The version of masculinity raised by the Golden Dawn strikes a chord with a significant portion of voters. This is a model of aggressive masculinity, which draws from traditional social rigidities which was challenged and marginalized in the public domain for decades replaced by a “European” and “modernized” version of gender relations. The turbulence caused by the financial crisis called into question recently as the hegemonic model of “consensual” manhood and offered the ground for the stereotype of “those who are respeonsible” : apart from the ‘corrupt’ politicians, and “criminal” foreighners, the “insolent” gays, seems to annoy them most together withwomen, who occupy positions of responsibility, speak in a public place or – worse, find it easier to find some form of employment in the informal economy, at a time when young men are losing their jobs, or simply may not have a job. How many say (and how many more think it even if they do not express it) that they all need a “good smack?” And how many among them were not voters of the Golden Dawn?
Let us not underestimate this point, and the fact that the central positions of women in this neo-Nazi organization, put up a front for emphasis on the social and national role of motherhood coupled with condemnation of abortion as a “crime against the race,” along with reasons here long spoken with increasing fervor by various social, political and scientific environments. And let’s not ignore the affinity of these reasons the direct xenophobic and sexist return to “the Greek family“, which, in view of the recent elections, has converted the majority of the political forces of the country. Chiming with the upheaval associated with the economic impact of the crisis. The current obsession with “the Greek family” and and clamour to assert its rights in current legislation and legislative exclusion relate primarily to immigrants, but also include men and women who do not meet the regulatory requirements of the “Greek” family model.

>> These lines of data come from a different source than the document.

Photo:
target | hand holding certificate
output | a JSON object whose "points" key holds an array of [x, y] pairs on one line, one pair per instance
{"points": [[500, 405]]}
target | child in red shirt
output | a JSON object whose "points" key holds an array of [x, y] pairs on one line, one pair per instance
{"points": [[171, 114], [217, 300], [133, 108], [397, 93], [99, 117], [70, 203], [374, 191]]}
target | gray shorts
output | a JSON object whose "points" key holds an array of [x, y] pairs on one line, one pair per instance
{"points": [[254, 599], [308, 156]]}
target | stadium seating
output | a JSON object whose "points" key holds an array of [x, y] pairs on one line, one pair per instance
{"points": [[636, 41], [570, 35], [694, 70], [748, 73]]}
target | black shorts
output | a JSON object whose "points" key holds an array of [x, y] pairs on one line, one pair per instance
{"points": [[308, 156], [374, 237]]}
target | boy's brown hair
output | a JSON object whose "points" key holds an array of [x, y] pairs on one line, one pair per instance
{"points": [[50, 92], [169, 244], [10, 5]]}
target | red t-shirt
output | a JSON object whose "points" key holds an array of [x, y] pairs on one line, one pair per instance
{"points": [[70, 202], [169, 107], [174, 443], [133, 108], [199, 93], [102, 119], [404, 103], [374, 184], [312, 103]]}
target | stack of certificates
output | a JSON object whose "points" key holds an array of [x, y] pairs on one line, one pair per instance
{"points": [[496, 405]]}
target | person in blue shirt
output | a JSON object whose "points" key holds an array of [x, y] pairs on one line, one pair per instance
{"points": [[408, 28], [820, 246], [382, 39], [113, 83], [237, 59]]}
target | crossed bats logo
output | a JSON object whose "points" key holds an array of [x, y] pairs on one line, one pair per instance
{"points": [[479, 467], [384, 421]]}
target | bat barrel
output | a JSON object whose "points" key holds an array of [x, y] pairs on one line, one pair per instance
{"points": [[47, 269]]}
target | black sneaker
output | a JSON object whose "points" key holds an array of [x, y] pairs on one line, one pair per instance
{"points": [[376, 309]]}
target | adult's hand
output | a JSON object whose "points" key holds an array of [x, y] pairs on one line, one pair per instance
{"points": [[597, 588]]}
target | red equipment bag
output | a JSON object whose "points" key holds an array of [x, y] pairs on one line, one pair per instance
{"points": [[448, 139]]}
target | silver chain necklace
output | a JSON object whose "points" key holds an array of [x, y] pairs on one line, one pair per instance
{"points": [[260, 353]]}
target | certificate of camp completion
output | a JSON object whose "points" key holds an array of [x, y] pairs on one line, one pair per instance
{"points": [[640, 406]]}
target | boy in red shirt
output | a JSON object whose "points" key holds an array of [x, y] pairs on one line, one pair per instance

At the same time, it is interesting that the position of the Golden Dawn uses many of the familiar weapons of traditional anti-feminism. Claiming a national audience, and under a “counter-cultural” banner, the Golden Dawn condemns movements long-forgotten by other political forces: feminism along with other “dangerous” and “outlandish” concepts such as internationalism, equality or homosexuality. The position of the Golden Dawn on women (remember Helen Zaroulia Michaloliakos musing on the “genocide of abortion” or the “feminists with hairy armpits” ) resonates with alarming old fashioned ideas on the nature of the sexes and their purpose of their ‘use’, which seems to raise its head in times of crisis. Indeed, it is not difficult to find the thread that connects extreme conservative views on sex, which until recently remained marginal to the philosophy of this neo-Nazi organization. Under present conditions, these traditional anti-feminist and homophobic attitudes are part of a new framework that allows them to appear as a vehicle for restoring the disrupted “natural” order of things.
It is now certain that the crisis led to a consolidation of some “deep structures” of Greek society, turning them into “common sense”. Equally clear is that this has been allowed to become a publicly acceptable aggressive stance adopted in the public discourse and practices of the Golden Dawn, an aggressive version of masculinity which claims hegemony as a vehicle of salvation of the “nation.” The crisis facilitates tropes that occur repeatedly in many different circumstances. The fact remains that the use of physical force as a constituent element of the neo-Nazi organization’s policy differentiates from other political forces, with which it shares some (or even many) of its positions. At this point it meets the social implications of being financially precarious. In other words, the insecurity and anger of the electorate, which, more or less consciously, proved willing to give in to the Golden Dawn demands for literally “annihilation” of those whom can be blamed for their the current plight.